Dengan daftar seperti itu, sangat mungkin untuk menyediakan nutrisi yang seimbang dan kaya dengan mikronutrien untuk hepatitis A pada orang dewasa.

Apa yang dilarang digunakan?

Penting untuk diingat tentang makanan dan makanan yang dilarang ketika seseorang menderita hepatitis A:

  1. Roti segar dan kue goreng.
  2. Kaldu (daging dan ikan). Mereka secara negatif mempengaruhi hati.
  3. Lemak babi, bebek, angsa. Makanan kaleng berbahaya.
  4. Sorrel, bawang putih, kacang polong, bayam.
  5. Es krim dan cokelat.
  6. Kopi kuat, jus asam atau kompos.
  7. Alkohol pun dalam jumlah kecil.

Jika komplikasi penyakit terjadi

Dalam beberapa kasus, pengetatan diet diperlukan. Penting untuk mempertimbangkan prinsip-prinsip nutrisi makanan, jika pasien mengalami komplikasi:

  1. Untuk sarapan, dianjurkan untuk makan bubur susu bubur.
  2. Untuk makan siang, masak sup sayur parut. Cutlets dikukus. Hidangan daging dapat dilengkapi dengan hiasan sayuran. Untuk pencuci mulut, kissel direkomendasikan berdasarkan buah atau buah.
  3. Makan malam harus ringan. Anda bisa makan roti gandum dengan jeli.

Dianjurkan untuk mengatur hari puasa seminggu sekali. Prosedur ini akan menyingkirkan zat beracun yang meracuni hati.

Diet setelah sakit

Apa yang seharusnya menjadi diet setelah hepatitis A pada anak-anak? Bahkan pada tahap pemulihan, tubuh membutuhkan diet hemat.
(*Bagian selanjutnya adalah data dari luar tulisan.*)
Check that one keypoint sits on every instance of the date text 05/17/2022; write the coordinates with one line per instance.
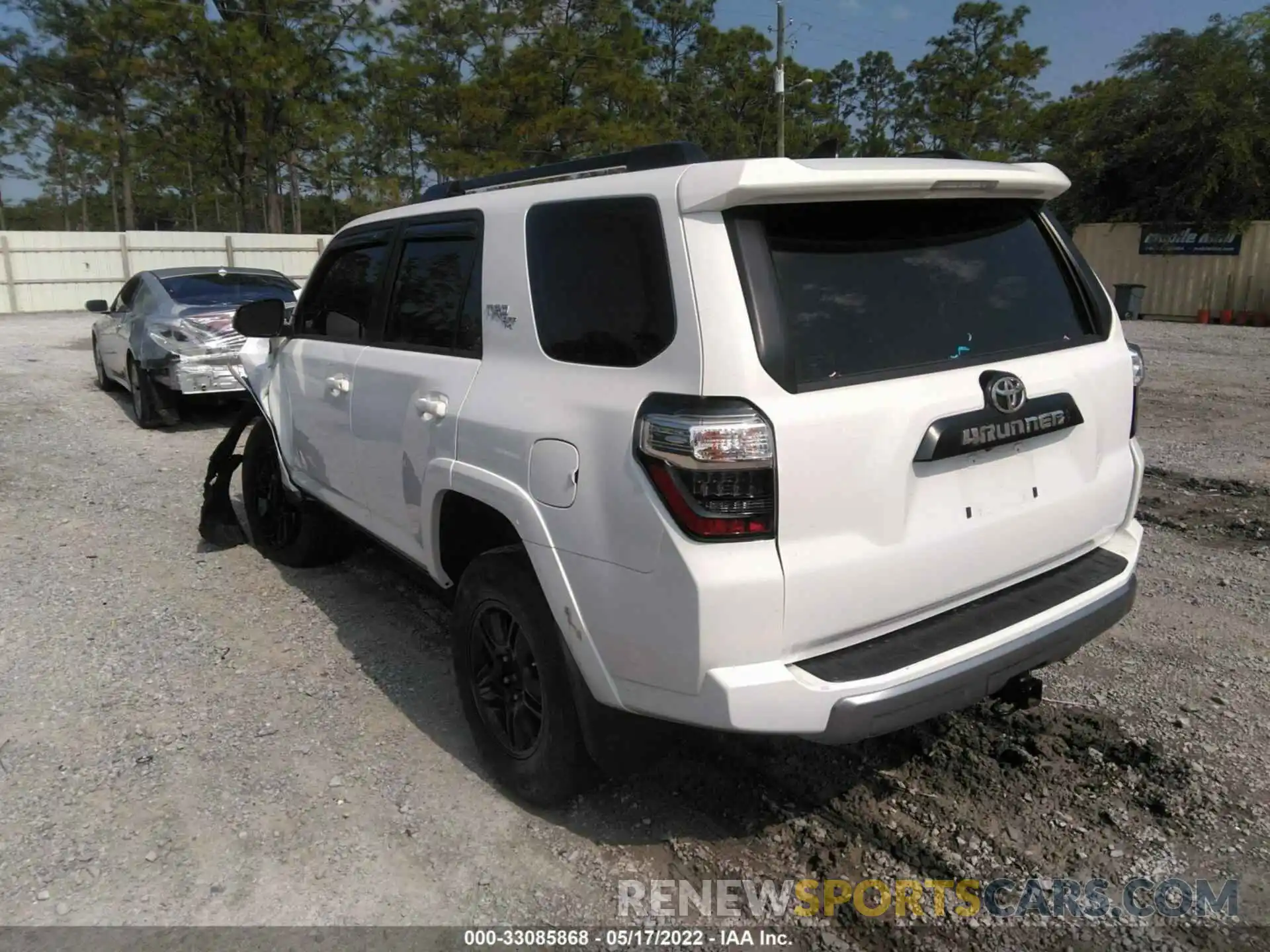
(625, 938)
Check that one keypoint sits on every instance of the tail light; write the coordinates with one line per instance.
(713, 462)
(1140, 374)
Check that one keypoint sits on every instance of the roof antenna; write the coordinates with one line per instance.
(826, 150)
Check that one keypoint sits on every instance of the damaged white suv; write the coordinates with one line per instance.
(808, 447)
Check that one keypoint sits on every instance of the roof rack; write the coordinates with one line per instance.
(937, 154)
(661, 157)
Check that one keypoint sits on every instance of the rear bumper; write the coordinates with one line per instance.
(963, 684)
(943, 668)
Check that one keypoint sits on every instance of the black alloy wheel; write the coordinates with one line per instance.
(505, 681)
(277, 517)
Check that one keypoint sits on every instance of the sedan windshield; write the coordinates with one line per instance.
(218, 288)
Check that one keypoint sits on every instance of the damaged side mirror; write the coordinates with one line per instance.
(261, 319)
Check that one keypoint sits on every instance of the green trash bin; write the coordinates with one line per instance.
(1128, 301)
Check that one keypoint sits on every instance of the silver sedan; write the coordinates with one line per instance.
(171, 332)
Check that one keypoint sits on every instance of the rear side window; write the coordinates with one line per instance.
(338, 301)
(601, 281)
(880, 288)
(433, 300)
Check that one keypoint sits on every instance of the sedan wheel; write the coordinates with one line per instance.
(102, 380)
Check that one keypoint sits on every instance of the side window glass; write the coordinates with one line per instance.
(429, 294)
(339, 302)
(142, 300)
(601, 281)
(124, 301)
(468, 340)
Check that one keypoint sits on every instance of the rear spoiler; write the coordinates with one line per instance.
(716, 186)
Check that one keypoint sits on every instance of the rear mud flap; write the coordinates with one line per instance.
(218, 522)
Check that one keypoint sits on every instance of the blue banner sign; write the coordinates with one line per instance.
(1189, 241)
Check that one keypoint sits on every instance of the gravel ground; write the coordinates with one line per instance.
(198, 736)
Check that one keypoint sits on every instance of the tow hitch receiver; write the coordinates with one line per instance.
(1021, 692)
(218, 522)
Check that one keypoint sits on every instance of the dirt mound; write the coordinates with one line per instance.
(1221, 513)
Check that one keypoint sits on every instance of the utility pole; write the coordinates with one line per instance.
(780, 79)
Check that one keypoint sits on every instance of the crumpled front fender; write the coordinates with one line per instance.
(218, 521)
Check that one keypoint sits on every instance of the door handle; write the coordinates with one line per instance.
(431, 405)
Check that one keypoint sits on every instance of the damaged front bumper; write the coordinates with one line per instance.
(192, 375)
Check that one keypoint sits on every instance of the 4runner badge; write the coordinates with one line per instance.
(498, 313)
(1007, 415)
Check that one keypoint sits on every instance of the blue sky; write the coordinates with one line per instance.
(1083, 36)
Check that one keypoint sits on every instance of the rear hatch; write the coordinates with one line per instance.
(913, 473)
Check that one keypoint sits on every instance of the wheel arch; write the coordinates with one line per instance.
(517, 509)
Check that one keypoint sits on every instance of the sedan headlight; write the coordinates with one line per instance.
(190, 338)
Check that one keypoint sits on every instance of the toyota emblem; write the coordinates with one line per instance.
(1006, 393)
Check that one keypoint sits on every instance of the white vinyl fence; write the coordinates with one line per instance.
(59, 270)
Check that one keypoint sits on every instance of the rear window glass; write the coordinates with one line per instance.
(215, 288)
(876, 287)
(601, 281)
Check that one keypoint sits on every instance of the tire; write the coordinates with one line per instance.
(502, 627)
(103, 380)
(153, 404)
(302, 535)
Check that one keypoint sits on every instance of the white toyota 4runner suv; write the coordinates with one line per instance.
(807, 447)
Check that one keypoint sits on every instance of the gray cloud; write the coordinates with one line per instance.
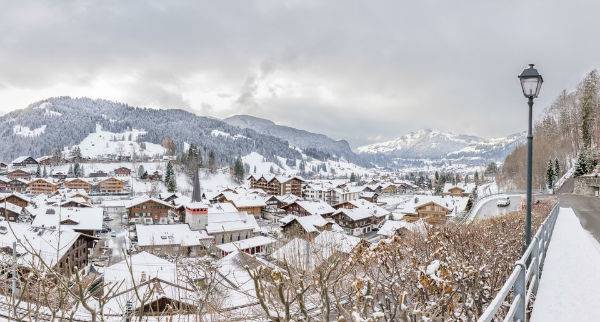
(355, 70)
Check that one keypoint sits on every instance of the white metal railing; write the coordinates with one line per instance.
(525, 277)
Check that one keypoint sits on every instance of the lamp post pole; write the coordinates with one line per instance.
(529, 175)
(531, 83)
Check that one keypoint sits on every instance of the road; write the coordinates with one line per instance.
(587, 210)
(489, 209)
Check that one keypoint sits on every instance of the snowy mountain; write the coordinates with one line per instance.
(104, 127)
(432, 144)
(317, 145)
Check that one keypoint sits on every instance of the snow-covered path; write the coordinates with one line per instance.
(570, 284)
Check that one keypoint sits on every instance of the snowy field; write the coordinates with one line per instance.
(570, 281)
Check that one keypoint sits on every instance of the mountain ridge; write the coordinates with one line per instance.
(434, 144)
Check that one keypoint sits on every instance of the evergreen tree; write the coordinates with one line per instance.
(141, 171)
(588, 99)
(238, 170)
(212, 163)
(170, 181)
(76, 154)
(557, 172)
(353, 177)
(550, 175)
(581, 165)
(76, 169)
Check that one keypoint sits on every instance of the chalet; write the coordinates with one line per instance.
(229, 227)
(197, 213)
(83, 220)
(78, 183)
(587, 184)
(59, 175)
(110, 185)
(163, 291)
(355, 221)
(75, 203)
(307, 226)
(369, 196)
(10, 211)
(432, 209)
(15, 198)
(154, 176)
(331, 191)
(149, 211)
(122, 172)
(305, 255)
(24, 161)
(17, 185)
(249, 203)
(18, 174)
(261, 245)
(278, 185)
(389, 188)
(177, 239)
(64, 252)
(46, 160)
(41, 185)
(98, 174)
(307, 208)
(276, 202)
(401, 227)
(4, 184)
(458, 190)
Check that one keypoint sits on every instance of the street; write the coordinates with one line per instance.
(490, 209)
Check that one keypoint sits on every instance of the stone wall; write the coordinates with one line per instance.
(587, 185)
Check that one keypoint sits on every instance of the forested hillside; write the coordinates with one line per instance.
(570, 127)
(53, 124)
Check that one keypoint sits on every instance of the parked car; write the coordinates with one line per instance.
(504, 202)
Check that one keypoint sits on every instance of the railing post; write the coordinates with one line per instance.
(535, 263)
(520, 293)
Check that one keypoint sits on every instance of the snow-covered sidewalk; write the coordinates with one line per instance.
(570, 284)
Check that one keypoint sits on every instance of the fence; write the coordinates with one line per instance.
(525, 277)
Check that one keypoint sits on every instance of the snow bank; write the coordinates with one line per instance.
(570, 281)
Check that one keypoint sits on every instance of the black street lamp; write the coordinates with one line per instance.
(531, 83)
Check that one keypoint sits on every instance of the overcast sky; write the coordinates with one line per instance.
(363, 71)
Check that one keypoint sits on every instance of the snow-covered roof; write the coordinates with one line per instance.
(304, 255)
(244, 201)
(390, 227)
(178, 234)
(142, 264)
(227, 222)
(76, 218)
(466, 187)
(11, 207)
(315, 207)
(244, 244)
(308, 223)
(355, 214)
(142, 199)
(21, 159)
(454, 204)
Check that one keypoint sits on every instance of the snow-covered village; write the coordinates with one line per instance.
(299, 161)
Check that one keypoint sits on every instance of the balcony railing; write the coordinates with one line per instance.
(524, 280)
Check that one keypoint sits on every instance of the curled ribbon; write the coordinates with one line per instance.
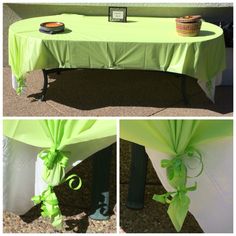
(165, 198)
(176, 169)
(55, 162)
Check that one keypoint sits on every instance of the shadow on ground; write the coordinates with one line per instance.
(92, 89)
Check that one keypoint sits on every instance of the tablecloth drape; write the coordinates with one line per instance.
(178, 139)
(148, 43)
(58, 140)
(212, 203)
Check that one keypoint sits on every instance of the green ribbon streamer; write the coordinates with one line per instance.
(54, 159)
(176, 169)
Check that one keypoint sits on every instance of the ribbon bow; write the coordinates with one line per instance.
(52, 156)
(49, 207)
(178, 200)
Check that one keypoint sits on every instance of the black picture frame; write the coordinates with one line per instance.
(117, 14)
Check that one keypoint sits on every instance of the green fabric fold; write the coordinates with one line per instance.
(177, 138)
(53, 136)
(93, 42)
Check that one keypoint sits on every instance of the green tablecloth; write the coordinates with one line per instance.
(178, 139)
(147, 43)
(53, 136)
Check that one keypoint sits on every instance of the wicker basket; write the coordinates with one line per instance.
(188, 26)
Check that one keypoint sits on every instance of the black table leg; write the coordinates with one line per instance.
(183, 88)
(100, 186)
(45, 85)
(138, 172)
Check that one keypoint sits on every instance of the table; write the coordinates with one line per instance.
(59, 145)
(187, 157)
(147, 43)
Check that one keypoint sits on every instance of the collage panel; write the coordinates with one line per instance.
(109, 117)
(59, 176)
(176, 176)
(157, 60)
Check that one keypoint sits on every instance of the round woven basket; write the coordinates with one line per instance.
(188, 27)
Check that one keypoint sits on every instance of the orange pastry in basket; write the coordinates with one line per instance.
(188, 25)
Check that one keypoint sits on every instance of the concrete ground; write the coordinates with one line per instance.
(113, 93)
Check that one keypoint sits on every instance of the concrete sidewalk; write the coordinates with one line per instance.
(112, 93)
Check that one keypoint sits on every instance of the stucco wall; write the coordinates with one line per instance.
(213, 12)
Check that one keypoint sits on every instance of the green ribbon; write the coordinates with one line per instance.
(49, 206)
(52, 156)
(20, 86)
(55, 162)
(176, 169)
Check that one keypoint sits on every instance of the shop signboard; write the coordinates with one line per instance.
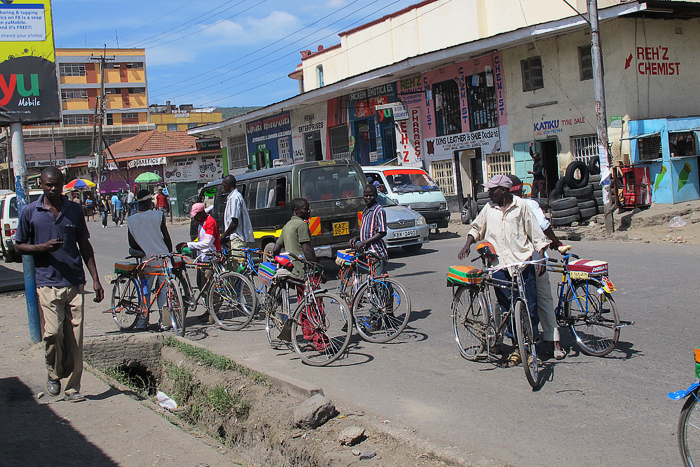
(28, 78)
Hati masih belum berfungsi sepenuhnya, karena beberapa selnya tetap terpengaruh. Tujuan utama pasien adalah mengembalikan hati dan menormalkan proses metabolisme. Oleh karena itu, penting untuk mengikuti aturan-aturan ini:

  1. Makanan harus dipenuhi dengan zat lipotropik. Ini adalah asam amino, yang tanpanya tidak mungkin untuk menormalkan metabolisme kolesterol dalam tubuh. Jangan gunakan makanan yang kaya asam lemak.
  2. Bagi pencinta permen, yang terbaik adalah mengganti manisan dan cokelat dengan madu dan selai.
  3. Berguna akan menjadi minuman buah, jus dan decoctions berdasarkan tanaman obat.
  4. Vitamin penting dari grup B, karena mereka berkontribusi pada peningkatan hati.
  5. Anda harus berhenti minum alkohol dan kebiasaan buruk lainnya.
  6. Makanan harus fraksional untuk mencegah stasis empedu di hati dengan meningkatkan fungsi biliaris.

Perawatan hepatitis A adalah tugas yang sulit. Hanya dokter yang dapat meresepkan diet dan interval waktu yang tepat untuk mengambil makanan dan makanan yang tepat.

Penting untuk mengikuti instruksi dari spesialis untuk menghindari konsekuensi bencana. Jangan mengabaikan saran dari seorang spesialis, memikirkan kesehatan Anda dalam jangka panjang.